UNICEF is focused on strengthening the capacity of primary health care at community level to detect and treat communicable and childhood diseases that impact adolescent girls and boys. Those diseases include tuberculosis, malaria, pneumonia, meningitis and diarrhoea. Additionally, UNICEF works to provide routine vaccinations including HPV immunization, nutrition services and counselling; and where appropriate support, care, treatment and referrals for adolescent mental health and substance abuse.
UNICEF is committed to supporting prevention programmes that are tailored to local needs, with a mix of services focused on adolescent girls, young women and their partners. We also work to increase access to HIV testing, in addition to supporting adolescents living with HIV to access the treatment they need.
UNICEF supports programmes that promote gender equality, reduce stigma and discrimination, and provide adolescents with the information they need to make decisions that affect their own health, including their sexual and reproductive health.

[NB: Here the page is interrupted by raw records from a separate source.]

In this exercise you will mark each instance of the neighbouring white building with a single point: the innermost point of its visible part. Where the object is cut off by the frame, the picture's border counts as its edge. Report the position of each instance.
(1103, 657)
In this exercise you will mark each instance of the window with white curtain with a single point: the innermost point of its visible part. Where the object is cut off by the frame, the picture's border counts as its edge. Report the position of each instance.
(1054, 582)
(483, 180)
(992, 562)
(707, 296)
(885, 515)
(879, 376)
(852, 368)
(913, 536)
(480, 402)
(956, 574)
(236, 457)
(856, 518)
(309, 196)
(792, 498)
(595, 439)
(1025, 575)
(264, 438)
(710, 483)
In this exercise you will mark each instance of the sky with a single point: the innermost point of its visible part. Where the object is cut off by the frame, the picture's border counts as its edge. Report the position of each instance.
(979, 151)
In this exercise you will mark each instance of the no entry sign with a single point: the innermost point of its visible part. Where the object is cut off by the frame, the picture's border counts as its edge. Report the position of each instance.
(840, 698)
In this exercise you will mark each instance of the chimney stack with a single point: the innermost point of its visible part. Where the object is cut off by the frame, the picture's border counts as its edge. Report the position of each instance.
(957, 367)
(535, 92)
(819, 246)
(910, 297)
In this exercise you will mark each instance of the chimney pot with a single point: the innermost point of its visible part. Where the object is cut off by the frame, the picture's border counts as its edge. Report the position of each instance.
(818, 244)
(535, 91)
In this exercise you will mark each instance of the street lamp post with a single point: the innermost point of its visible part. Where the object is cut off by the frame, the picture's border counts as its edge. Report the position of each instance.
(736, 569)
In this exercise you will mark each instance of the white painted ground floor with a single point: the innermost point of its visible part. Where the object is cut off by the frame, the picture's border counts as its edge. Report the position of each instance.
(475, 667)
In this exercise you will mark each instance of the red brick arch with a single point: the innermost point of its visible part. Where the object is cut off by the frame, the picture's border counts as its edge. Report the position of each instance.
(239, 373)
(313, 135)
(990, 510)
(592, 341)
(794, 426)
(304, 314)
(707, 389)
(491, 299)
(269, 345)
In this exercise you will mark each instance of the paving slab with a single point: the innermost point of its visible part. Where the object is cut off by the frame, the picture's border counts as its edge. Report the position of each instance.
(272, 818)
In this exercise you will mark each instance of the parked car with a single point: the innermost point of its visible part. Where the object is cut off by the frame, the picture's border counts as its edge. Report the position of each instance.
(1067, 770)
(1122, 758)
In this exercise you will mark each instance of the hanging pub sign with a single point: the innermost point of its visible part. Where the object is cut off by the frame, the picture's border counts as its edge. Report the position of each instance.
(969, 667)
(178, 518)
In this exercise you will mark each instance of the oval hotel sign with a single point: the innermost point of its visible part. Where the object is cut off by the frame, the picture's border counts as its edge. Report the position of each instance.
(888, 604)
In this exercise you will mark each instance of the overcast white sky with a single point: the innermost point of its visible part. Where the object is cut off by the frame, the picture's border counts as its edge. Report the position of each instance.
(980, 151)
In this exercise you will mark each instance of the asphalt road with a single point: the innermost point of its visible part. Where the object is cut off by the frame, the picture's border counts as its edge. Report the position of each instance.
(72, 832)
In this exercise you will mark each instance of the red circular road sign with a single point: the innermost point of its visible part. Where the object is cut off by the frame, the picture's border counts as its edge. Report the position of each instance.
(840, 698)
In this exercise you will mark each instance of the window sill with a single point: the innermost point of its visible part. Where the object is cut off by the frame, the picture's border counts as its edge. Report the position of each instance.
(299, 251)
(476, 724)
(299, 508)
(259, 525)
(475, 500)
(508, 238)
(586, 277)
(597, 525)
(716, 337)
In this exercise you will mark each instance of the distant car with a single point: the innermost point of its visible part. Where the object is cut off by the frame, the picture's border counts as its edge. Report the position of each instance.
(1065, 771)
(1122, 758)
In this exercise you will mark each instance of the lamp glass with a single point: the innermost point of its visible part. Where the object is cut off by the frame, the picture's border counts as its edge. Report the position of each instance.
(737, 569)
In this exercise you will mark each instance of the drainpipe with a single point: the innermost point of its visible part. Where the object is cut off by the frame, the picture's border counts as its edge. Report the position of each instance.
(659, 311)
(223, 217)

Girls without support through puberty and during menstruation, particularly in low-resource and emergency contexts, often experience stigma and social exclusion while forgoing important educational, social and economic opportunities. UNICEF works to end stigma and discrimination during menstruation through evidence-based advocacy efforts, as well as community and school mobilization. We’re also committed to strengthening education and health systems to provide adolescent girls with the knowledge, skills and services to manage their menstruation with dignity, and free of harassment.
Many mental health disorders have their onset in adolescence. UNICEF works to promote mental well-being during these pivotal years through global advocacy, awareness-raising, and evidence-building to support the implementation and scale-up of effective interventions. We support early prevention, screening and referral through strengthened health systems and community-based mental health programmes.
UNICEF's work is commited to promoting healthy behaviours, the prevention of substance use, increased physical activity, and youth-led policy action. We also help reduce the risk of cervical cancer through Human Papillomavirus (HPV) vaccines.
UNICEF works to protect adolescents from injuries and violence at home, in school and throughout communities. UNICEF supports programmes to reinforce positive parent-adolescent interactions and non-violent discipline. We’re also committed to strengthening the capacity of social welfare systems and investing in the child protection workforce.